I also was a bit irritated by her inability to eat the food offered to her by her husband’s family. She blames the “ghee” in which they cook everything, saying it’s a rancid animal-fat butter that “wreaks considerable havoc on soft foreign stomachs” (21). She begs for food cooked in Crisco instead, but the family doesn’t want to change their cooking habits just to satisfy the foreigner. I have no idea what she’s talking about that ghee is so awful; I have ghee in my cupboard now and it doesn’t taste rancid or vile.

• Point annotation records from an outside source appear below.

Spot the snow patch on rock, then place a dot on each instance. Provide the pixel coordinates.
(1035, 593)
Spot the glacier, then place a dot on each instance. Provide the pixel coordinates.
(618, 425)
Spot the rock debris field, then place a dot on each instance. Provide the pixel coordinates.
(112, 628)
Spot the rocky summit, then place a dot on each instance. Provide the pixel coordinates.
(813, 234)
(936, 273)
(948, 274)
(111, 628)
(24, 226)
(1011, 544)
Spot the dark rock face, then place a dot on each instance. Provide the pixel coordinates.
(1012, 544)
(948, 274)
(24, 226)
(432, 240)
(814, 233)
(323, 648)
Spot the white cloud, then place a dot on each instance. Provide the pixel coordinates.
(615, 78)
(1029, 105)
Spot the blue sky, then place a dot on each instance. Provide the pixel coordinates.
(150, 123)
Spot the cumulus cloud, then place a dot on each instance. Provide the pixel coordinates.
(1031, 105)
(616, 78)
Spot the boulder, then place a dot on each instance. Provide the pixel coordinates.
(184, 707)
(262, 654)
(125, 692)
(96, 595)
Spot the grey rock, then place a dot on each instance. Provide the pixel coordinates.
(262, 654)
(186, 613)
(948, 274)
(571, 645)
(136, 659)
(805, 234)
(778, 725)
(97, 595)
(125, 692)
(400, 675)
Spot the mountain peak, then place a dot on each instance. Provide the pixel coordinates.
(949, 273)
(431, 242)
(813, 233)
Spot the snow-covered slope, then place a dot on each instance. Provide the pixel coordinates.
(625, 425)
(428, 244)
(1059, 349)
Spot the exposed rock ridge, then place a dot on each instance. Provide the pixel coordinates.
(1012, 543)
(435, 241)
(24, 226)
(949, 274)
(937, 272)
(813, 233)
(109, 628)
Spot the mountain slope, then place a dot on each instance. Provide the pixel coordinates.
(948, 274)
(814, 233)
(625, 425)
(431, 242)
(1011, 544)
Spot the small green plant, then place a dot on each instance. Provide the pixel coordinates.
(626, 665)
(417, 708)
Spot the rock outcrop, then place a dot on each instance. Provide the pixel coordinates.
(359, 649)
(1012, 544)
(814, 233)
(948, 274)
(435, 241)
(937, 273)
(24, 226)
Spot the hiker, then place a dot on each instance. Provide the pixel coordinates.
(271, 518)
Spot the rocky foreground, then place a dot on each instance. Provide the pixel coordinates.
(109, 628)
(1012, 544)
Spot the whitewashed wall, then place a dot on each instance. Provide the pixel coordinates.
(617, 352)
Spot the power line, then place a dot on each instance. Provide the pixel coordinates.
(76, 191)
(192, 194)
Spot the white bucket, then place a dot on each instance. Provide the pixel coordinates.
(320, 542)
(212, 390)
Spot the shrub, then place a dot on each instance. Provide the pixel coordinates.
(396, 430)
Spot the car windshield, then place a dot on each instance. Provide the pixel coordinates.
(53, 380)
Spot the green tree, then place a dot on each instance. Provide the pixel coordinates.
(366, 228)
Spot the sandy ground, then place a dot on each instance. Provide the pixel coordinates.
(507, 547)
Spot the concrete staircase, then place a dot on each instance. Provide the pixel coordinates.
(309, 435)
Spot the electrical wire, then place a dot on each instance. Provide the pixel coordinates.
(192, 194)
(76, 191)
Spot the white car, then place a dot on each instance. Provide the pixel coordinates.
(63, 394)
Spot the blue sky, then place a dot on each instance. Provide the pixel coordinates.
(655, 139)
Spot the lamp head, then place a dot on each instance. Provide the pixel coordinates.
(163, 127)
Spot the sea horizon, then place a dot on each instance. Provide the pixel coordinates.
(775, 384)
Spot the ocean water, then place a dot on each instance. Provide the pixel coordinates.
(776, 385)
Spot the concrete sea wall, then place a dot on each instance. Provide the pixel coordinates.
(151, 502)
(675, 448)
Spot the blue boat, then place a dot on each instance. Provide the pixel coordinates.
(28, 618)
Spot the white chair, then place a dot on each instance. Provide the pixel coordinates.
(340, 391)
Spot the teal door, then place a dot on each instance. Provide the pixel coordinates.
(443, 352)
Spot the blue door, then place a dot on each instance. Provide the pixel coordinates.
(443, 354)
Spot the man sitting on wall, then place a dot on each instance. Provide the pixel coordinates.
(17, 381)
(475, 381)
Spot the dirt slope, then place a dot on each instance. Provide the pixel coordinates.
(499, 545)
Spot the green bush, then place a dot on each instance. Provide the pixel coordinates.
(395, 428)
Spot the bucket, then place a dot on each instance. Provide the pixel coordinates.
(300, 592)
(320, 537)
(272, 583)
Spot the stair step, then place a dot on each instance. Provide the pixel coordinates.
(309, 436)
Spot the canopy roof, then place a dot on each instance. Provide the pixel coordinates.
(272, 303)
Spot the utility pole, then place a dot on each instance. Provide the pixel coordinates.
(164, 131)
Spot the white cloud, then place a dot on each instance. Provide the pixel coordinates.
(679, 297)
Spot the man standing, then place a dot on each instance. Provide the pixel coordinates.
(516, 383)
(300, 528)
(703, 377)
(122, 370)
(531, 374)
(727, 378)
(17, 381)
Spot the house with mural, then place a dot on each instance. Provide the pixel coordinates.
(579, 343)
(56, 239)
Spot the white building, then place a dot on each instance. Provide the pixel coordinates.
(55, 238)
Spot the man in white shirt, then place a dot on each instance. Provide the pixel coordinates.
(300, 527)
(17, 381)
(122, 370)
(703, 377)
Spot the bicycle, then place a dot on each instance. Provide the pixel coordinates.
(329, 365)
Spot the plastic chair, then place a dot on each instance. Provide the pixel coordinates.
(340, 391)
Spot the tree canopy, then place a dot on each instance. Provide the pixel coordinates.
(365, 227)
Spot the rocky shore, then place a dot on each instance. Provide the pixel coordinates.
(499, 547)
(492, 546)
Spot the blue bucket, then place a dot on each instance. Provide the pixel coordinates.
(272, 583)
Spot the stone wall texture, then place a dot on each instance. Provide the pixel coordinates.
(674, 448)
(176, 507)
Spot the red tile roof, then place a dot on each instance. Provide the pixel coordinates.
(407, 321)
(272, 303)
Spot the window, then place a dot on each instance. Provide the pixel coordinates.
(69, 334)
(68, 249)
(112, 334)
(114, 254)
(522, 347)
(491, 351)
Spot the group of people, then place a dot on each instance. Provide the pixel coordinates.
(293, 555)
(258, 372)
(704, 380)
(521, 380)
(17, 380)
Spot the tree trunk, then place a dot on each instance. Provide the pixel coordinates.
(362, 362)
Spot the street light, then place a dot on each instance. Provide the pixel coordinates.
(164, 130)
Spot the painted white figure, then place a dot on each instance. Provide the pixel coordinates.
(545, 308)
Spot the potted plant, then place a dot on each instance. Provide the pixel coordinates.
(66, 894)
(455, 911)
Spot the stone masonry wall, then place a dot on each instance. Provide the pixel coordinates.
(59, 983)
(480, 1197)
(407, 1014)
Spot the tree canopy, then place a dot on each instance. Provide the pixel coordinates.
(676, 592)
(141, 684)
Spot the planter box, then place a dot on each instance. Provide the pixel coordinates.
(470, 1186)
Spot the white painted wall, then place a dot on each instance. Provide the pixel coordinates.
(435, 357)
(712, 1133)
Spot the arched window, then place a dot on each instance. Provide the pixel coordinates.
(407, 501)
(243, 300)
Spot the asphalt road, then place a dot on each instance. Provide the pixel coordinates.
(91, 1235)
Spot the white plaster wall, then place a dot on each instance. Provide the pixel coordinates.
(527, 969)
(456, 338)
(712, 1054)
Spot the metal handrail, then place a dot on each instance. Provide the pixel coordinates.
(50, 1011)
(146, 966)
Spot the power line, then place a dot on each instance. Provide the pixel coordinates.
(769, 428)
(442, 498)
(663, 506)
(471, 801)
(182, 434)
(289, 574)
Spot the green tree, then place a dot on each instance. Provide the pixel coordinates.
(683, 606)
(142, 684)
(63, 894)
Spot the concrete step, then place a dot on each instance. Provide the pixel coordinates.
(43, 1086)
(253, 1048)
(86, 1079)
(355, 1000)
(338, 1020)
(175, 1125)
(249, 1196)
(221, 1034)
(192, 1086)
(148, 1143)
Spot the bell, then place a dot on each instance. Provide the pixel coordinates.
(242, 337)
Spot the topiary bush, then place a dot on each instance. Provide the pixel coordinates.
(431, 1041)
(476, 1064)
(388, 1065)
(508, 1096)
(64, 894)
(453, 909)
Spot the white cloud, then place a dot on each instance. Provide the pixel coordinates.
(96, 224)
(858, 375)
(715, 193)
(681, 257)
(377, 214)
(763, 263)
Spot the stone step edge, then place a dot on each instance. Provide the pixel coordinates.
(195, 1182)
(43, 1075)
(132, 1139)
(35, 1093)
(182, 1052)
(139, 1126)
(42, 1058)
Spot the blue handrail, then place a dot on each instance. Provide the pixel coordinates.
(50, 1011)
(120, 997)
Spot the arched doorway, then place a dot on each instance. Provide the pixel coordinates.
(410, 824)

It seems a strange hill to die on, when she was supposedly so excited to “go native,” at least as far as her clothing choices went, as long as she didn’t have to wear a burqa. I can also see what an insult it was for her to refuse to eat her new family’s food. If Afghans are anything like Persians, hospitality is extremely important to them, and feeding guests well are high on that list. If you turn up your nose at what you are given, it’s you who are being rude and unreasonable, not your hosts.
It’s interesting that Chesler was able to stretch this memoir to over 200 pages. The first section, based on her own experiences in Afghanistan, are interesting, though as mentioned above she comes across as rather an intolerant and insufferable Yankee, more concerned with her own suffering that in trying to get along with a culture she voluntarily married into. Depending on what you read (she’s very vague about it), Chesler was in Afghanistan either ten weeks or five months, but either way, it wasn’t a very long time. Yet she fills out her own experiences with many, many quotes from so many other people, and then delves into history lessons on the Jews of Afghanistan and the rise of the Taliban. The title is rather misleading.
I would have preferred a bit more introspection by Chesler, and probably a lot more understanding for Afghanistan’s cultures and customs. I was eager to see pre-Taliban Afghanistan through the eyes of an American, but this didn’t deliver on its promise.